In a tense moment on the bridge of the Starship Enterprise, Worf informs everyone that the enemy ship has opened fire. We cut to the outside and see the phasers/photon torpedoes/laser/quantum torpedoes hit the Enterprise. Cut back into the bridge, we see everyone shake around and various consoles and panels explode in a shower of sparks and flames. Switch the channel to Babylon 5, and we see John Sheridan leading the White Star in an engagement against a Shadow vessel. They trade fire, but the Shadow ship hits the White Star good and hard. Cut to the interior, and we see Minbari and humans thrown from their consoles that are exploding in a shower of sparks and flames.
You’d think with the number of exploding console related injuries, starship designers would add a few fuses or circuit breakers, don’t you? Now it’s not entirely unbelievable a massive spike shoots through your electrical network to fry your panels and causing explosions and fires. Fuses and circuit breakers do have a latency: i.e., they don’t act instantly. A small portion of that current surge can still leak through and cause a problem.

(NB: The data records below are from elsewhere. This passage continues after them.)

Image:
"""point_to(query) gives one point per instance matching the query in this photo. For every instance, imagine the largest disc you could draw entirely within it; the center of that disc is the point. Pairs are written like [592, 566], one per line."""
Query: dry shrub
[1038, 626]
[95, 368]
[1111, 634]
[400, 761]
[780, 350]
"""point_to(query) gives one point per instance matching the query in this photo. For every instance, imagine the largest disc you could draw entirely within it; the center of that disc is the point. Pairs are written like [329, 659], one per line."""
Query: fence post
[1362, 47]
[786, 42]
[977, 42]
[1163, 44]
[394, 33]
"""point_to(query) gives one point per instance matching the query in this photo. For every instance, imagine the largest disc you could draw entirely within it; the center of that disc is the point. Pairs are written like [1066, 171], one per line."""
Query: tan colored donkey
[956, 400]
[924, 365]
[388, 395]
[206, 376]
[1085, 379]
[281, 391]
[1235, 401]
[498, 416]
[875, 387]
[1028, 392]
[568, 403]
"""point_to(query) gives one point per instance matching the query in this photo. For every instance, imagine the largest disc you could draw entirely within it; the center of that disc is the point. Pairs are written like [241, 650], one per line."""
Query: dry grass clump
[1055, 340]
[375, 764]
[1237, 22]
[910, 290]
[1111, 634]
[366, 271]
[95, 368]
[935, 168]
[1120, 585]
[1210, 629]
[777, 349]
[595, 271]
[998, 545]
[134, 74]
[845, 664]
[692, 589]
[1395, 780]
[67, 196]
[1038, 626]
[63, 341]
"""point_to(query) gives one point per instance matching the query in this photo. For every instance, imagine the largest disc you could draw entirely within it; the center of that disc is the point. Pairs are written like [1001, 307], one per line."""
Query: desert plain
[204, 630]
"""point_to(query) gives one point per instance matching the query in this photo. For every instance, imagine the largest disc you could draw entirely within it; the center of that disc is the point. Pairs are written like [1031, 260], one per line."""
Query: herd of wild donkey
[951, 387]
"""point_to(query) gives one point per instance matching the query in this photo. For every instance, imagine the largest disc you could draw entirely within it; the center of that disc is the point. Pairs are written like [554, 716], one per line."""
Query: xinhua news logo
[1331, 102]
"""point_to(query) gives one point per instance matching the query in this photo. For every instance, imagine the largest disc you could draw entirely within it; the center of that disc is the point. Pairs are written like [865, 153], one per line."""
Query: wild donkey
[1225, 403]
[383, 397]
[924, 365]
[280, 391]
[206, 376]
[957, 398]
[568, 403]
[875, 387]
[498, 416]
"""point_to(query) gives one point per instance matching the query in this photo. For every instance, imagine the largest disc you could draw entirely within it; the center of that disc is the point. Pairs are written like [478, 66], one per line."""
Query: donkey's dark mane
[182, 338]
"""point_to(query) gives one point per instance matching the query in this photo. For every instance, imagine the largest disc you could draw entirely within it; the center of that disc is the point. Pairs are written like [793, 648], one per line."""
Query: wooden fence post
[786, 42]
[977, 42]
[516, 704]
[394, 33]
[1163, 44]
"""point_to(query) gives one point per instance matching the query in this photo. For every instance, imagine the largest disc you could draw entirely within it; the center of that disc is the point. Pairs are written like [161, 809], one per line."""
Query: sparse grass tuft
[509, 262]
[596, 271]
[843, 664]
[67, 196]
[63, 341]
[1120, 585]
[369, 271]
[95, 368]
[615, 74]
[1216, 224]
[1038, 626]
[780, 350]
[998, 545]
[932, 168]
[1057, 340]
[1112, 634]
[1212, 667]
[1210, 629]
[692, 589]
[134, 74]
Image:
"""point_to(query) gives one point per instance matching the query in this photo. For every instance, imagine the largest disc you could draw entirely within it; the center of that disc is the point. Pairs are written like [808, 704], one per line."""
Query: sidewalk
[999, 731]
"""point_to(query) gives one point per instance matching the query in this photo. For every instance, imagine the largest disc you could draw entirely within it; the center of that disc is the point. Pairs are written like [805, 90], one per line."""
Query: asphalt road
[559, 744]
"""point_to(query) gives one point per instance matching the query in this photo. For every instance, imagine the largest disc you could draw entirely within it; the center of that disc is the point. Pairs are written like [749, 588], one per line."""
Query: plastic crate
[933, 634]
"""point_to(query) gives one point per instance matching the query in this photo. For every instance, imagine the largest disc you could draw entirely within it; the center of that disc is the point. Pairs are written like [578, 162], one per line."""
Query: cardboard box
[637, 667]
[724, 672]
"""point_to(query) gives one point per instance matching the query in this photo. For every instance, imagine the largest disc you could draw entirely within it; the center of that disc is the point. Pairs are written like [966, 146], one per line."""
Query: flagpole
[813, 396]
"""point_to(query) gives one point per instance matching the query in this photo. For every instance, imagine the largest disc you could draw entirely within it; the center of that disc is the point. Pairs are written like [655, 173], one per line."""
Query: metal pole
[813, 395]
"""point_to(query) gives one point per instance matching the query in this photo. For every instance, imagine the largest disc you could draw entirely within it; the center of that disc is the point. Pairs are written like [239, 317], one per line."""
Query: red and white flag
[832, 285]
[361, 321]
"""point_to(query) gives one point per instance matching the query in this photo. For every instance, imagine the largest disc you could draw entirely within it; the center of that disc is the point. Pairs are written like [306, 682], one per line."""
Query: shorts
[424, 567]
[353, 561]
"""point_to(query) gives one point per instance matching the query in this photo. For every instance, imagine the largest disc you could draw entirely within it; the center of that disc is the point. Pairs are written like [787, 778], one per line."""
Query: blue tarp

Also, certain types of weaponry, like nuclear weapons, can create an electromagnetic pulse (EMP) which is a shockwave of magnetic flux that will induce a huge current into any conductor in its path. You can electrically isolate a panel, but an EMP can still induce a fatal overload in the panel.
But even in the present, there is little danger of exploding consoles and panels, even with an EMP. Engineers design these systems to be well grounded and surge protected. It would be very hard to cause a modern ship’s console or computer to blow up from a power surge. Sure it would get damaged, and might even arc a little bit, but it wouldn’t blow up. You’d think if these future engineers are building interstellar spaceships, they’d at least take this simple precaution.